18 Die van zichzelven spreekt, zoekt zijn eigen eer; maar Die de eer zoekt Desgenen, Die Hem gezonden heeft, Die is waarachtig, en geen ongerechtigheid is in Hem.
18 Whoever speaks on their own does so to gain personal glory, but he who seeks the glory of the one who sent him is a man of truth; there is nothing false about him.
19 Heeft Mozes u niet de wet gegeven? En niemand van u doet de wet. Wat zoekt gij Mij te doden?
19 Has not Moses given you the law? Yet not one of you keeps the law. Why are you trying to kill me?”
20 De schare antwoordde en zeide: Gij hebt den duivel; wie zoekt U te doden?
20 “You are demon-possessed,” the crowd answered. “Who is trying to kill you?”
21 Jezus antwoordde en zeide tot hen: Een werk heb Ik gedaan, en gij verwondert u allen.
21 Jesus said to them, “I did one miracle, and you are all amazed.
22 Daarom heeft Mozes ulieden de besnijdenis gegeven (niet dat zij uit Mozes is, maar uit de vaderen), en gij besnijdt een mens op den sabbat.
22 Yet, because Moses gave you circumcision (though actually it did not come from Moses, but from the patriarchs), you circumcise a boy on the Sabbath.
23 Indien een mens de besnijdenis ontvangt op den sabbat, opdat de wet van Mozes niet gebroken worde; zijt gij toornig op Mij, dat Ik een gehelen mens gezond gemaakt heb op den sabbat?
23 Now if a boy can be circumcised on the Sabbath so that the law of Moses may not be broken, why are you angry with me for healing a man’s whole body on the Sabbath?
24 Oordeelt niet naar het aanzien, maar oordeelt een rechtvaardig oordeel.
24 Stop judging by mere appearances, but instead judge correctly.”
25 Sommigen dan uit die van Jeruzalem zeiden: Is Deze niet, Dien zij zoeken te doden?
25 At that point some of the people of Jerusalem began to ask, “Isn’t this the man they are trying to kill?
26 En ziet, Hij spreekt vrijmoediglijk, en zij zeggen Hem niets.

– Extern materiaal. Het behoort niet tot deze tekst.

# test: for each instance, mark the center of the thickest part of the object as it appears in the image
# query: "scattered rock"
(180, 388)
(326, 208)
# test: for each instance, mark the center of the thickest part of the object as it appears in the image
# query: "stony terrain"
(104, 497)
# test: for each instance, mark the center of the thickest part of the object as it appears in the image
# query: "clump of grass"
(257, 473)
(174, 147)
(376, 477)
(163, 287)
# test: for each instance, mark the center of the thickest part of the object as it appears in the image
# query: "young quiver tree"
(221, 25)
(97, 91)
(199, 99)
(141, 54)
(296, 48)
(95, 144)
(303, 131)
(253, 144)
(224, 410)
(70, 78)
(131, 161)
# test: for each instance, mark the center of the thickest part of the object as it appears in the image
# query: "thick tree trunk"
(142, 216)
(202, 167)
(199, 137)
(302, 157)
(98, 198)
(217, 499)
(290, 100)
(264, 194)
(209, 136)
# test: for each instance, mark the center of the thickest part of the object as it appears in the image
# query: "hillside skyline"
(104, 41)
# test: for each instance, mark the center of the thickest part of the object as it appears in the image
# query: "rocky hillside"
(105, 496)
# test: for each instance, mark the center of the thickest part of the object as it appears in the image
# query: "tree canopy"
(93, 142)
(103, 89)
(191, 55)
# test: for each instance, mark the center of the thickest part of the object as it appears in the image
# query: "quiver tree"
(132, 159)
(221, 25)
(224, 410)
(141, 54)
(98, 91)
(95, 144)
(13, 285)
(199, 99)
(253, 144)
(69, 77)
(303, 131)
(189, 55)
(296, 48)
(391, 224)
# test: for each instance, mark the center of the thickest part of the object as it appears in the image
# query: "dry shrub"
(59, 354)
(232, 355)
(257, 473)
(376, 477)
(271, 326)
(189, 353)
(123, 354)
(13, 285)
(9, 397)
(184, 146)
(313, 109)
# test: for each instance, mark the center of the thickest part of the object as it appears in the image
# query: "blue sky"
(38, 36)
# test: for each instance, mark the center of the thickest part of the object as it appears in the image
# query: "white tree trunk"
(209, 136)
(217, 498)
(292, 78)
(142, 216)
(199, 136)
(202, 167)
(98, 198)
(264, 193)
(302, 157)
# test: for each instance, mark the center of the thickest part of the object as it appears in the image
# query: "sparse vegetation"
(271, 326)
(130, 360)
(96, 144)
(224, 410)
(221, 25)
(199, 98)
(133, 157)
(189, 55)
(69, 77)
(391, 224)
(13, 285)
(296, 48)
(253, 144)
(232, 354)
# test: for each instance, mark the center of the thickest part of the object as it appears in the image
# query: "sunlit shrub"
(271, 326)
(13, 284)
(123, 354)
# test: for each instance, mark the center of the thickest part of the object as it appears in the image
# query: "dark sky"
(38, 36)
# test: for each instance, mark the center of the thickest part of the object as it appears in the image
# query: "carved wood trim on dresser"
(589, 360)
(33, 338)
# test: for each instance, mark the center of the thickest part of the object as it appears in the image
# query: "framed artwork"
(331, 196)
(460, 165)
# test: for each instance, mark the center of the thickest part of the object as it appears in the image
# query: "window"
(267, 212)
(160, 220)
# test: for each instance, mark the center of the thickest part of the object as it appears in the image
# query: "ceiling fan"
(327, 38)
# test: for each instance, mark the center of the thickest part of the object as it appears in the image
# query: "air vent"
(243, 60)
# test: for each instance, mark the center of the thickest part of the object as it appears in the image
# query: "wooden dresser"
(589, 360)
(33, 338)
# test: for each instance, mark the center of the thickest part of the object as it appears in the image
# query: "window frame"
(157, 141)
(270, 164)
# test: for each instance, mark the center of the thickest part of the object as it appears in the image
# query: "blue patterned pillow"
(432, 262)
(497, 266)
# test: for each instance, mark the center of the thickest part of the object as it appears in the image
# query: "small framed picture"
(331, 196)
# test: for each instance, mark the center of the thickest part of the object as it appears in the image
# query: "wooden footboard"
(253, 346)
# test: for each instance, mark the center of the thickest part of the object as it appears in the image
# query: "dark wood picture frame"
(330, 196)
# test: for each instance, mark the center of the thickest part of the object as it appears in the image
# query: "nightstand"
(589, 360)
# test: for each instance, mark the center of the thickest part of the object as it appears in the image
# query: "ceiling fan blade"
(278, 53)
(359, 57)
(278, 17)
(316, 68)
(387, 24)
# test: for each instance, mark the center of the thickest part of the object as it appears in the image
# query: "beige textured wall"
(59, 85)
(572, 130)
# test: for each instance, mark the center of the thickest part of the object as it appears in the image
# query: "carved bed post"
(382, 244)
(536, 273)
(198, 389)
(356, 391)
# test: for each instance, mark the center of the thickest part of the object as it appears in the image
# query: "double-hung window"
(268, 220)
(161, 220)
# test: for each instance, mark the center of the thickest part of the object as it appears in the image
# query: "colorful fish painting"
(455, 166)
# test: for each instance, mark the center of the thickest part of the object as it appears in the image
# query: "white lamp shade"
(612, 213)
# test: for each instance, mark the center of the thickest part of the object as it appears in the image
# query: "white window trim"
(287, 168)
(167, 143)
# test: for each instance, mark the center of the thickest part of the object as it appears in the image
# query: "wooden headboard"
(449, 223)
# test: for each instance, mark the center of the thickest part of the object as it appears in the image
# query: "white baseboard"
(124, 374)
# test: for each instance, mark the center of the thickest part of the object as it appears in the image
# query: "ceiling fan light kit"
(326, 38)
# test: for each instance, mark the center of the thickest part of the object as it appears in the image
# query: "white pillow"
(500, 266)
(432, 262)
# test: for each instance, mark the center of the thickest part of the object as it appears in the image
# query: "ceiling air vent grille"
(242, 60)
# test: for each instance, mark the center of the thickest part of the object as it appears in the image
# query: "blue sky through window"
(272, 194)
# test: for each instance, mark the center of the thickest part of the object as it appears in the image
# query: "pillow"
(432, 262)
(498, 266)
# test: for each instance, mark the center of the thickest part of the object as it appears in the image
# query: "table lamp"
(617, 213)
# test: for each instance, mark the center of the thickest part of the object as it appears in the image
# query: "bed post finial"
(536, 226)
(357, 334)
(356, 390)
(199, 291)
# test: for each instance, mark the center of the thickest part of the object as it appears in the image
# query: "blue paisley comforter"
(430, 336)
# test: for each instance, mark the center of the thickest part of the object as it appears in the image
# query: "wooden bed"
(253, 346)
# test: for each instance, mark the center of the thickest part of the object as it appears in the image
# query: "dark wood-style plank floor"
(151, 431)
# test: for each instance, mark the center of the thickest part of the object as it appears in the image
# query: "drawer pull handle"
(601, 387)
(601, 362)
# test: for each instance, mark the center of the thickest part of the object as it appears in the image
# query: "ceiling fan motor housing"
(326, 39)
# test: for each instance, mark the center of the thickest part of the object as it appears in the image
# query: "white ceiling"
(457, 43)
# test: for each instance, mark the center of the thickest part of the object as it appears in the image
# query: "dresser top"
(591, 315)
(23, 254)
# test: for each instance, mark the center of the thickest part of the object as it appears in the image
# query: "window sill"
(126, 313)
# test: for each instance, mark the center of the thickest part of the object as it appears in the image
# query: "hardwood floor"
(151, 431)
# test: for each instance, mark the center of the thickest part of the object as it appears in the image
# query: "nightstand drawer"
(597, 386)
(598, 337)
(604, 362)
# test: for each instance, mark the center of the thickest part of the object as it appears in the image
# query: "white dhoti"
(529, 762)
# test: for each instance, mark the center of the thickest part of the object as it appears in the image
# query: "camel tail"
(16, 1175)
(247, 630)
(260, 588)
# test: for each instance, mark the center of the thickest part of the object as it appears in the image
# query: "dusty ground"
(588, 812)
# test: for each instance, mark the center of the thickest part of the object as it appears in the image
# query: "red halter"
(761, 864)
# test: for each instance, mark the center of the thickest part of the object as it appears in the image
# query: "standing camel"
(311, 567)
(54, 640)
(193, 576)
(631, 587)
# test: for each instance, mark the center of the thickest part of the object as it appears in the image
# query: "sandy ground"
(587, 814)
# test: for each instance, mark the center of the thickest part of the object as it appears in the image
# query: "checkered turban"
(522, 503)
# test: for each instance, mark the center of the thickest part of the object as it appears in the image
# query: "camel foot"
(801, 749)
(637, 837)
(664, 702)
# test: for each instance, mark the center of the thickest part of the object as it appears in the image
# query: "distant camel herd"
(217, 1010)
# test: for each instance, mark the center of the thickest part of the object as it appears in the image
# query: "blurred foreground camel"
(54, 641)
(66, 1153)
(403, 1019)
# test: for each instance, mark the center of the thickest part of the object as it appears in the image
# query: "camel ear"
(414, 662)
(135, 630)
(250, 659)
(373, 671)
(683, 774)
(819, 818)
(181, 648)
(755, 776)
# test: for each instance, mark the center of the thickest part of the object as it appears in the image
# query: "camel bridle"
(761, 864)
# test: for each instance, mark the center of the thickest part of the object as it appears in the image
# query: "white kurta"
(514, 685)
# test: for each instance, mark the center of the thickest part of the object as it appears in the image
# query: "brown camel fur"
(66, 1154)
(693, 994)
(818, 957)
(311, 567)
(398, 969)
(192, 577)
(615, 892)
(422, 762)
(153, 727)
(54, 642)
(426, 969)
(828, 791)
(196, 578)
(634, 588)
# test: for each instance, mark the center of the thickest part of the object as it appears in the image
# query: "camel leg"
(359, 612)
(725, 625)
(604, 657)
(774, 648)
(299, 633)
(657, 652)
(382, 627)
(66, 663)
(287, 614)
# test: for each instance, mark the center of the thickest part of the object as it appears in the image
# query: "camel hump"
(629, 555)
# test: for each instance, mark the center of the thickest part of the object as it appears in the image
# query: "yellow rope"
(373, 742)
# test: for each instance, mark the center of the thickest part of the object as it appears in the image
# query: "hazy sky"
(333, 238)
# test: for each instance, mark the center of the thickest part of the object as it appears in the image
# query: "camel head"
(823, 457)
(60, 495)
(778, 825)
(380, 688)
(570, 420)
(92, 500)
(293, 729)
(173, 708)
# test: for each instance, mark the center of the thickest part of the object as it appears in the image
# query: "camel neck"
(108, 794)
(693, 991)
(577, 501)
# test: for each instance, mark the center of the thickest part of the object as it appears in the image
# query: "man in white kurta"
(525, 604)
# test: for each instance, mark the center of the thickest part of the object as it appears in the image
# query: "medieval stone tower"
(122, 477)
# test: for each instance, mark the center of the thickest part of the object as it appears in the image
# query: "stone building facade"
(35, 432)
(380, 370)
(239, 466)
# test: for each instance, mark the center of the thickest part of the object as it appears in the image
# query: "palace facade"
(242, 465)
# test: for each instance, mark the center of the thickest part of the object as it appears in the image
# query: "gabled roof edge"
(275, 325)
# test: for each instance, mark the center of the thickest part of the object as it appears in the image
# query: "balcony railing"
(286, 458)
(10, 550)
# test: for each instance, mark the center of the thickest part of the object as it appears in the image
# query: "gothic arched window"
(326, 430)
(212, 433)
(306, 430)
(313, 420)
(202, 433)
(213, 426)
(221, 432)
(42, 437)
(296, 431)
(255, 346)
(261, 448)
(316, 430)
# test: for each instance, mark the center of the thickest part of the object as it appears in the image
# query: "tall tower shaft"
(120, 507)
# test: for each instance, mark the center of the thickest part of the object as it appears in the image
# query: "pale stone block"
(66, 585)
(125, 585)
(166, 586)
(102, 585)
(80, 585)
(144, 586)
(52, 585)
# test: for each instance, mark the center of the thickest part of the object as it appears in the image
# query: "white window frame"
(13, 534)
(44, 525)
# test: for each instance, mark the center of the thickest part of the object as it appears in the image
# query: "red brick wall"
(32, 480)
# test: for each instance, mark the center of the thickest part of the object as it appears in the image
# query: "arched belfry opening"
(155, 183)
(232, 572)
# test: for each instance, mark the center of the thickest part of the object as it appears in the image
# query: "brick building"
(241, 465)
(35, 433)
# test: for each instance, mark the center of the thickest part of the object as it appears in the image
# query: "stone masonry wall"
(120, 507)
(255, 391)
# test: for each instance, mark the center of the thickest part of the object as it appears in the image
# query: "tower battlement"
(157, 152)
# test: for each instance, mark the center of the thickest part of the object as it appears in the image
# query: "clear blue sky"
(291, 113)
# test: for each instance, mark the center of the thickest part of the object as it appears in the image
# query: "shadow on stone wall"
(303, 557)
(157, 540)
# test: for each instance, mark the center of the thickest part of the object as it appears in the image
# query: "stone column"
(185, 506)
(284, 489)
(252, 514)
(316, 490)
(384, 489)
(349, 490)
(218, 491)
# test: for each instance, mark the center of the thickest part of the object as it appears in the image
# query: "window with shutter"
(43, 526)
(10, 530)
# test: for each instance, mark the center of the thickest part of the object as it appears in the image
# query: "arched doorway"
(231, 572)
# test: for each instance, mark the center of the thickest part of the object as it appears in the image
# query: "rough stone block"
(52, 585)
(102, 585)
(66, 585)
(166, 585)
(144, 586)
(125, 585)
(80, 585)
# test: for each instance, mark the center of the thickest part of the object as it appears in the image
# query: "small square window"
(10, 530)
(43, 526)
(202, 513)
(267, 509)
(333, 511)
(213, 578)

Zouden nu wel de oversten waarlijk weten, dat Deze waarlijk is de Christus?
26 Here he is, speaking publicly, and they are not saying a word to him. Have the authorities really concluded that he is the Messiah?
27 Doch van Dezen weten wij, van waar Hij is; maar de Christus, wanneer Hij komen zal, zo zal niemand weten, van waar Hij is.
27 But we know where this man is from; when the Messiah comes, no one will know where he is from.”
The Dutch Staten Vertaling translation is in the public domain.